Remember The Family Stone? Sarah Jessica Parker plays the struggling, uptight, neurotic Meredith Morton, a high-up New York executive who cannot bond with her boyfriend’s snarky, liberal family. Clinton – who has worried about likability – has already been cast as the Meredith Morton of politics. The scene in the film where Meredith attempts to play charades with the Stone family evokes the same painful awkwardness that rises when Clinton promotes T-shirts with her face on it, that say “Yas Queen” – all in an effort to connect with the youths.

Jeb Bush as Clark Griswold in National Lampoon’s Vacation

  • (originally played by Chevy Chase)

Bush’s painfully awkward campaign thus far has been the equivalent of Clark Griswold’s disastrous attempt to drive his family across the country to get to the Walley World theme park (the Griswolds get there eventually only to find that the park is closed).

In the film, the bumbling Clark does many foolish things, like accidentally drag a dog from the back of his car and not notice that his aunt Edna has died in the backseat.

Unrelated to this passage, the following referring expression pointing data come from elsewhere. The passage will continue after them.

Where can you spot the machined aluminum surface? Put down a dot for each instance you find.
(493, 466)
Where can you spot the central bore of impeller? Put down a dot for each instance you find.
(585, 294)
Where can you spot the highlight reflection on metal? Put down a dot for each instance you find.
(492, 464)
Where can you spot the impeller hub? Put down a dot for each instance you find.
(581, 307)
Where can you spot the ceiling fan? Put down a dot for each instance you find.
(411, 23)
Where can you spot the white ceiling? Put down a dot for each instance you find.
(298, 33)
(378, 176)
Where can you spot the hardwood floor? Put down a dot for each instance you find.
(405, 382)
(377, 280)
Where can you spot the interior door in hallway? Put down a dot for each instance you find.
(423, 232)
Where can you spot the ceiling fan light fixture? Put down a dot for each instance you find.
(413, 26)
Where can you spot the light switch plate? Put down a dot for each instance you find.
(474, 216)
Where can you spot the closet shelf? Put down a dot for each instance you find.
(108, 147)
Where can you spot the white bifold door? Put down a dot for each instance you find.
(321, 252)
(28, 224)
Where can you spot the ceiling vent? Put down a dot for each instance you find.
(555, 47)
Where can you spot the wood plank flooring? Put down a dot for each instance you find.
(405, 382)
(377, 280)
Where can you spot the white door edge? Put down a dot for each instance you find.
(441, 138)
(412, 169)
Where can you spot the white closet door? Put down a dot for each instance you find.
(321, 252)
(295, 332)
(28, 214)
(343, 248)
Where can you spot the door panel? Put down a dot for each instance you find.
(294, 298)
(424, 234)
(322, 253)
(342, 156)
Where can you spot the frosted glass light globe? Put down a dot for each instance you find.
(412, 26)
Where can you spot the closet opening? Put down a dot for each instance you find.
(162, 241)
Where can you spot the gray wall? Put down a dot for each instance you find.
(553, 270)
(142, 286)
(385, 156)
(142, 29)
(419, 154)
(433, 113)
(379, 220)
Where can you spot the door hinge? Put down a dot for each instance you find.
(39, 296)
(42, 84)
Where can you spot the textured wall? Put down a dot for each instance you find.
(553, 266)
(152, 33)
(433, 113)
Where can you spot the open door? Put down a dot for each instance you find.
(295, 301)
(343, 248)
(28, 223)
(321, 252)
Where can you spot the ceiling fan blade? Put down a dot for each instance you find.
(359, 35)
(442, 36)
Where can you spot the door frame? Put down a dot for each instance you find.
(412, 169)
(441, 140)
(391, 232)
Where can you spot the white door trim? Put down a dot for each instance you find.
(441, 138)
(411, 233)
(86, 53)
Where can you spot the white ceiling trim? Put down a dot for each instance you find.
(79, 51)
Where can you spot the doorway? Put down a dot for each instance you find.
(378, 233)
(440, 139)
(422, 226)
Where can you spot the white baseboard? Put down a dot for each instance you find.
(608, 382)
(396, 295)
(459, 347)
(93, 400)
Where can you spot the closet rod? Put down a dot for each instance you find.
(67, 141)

Recent gaffes by Bush, who is trailing far behind Cruz and Trump in the polls, include the Republican presidential candidate prompting an audience at New Hampshire campaign event to “please clap” and telling a college student who said he will be a first-time voter: “I want to be your first.”

Marco Rubio as Lieutenant Pete ‘Maverick’ Mitchell in Top Gun

  • (originally played by Tom Cruise)

Rubio, a trained-and-true staunchly conservative politician, has doggedly pursued political office since the age of 24, and became Florida’s youngest and first Cuban American speaker of the house. No points for second place for Rubio, who is quite like the highly skilled, highly ambitious Maverick in Top Gun. Furthermore, Rick Santorum, who recently dropped his presidential bid, endorsed Rubio, making the former Pennsylvania senator the perfect Goose to Rubio’s Maverick.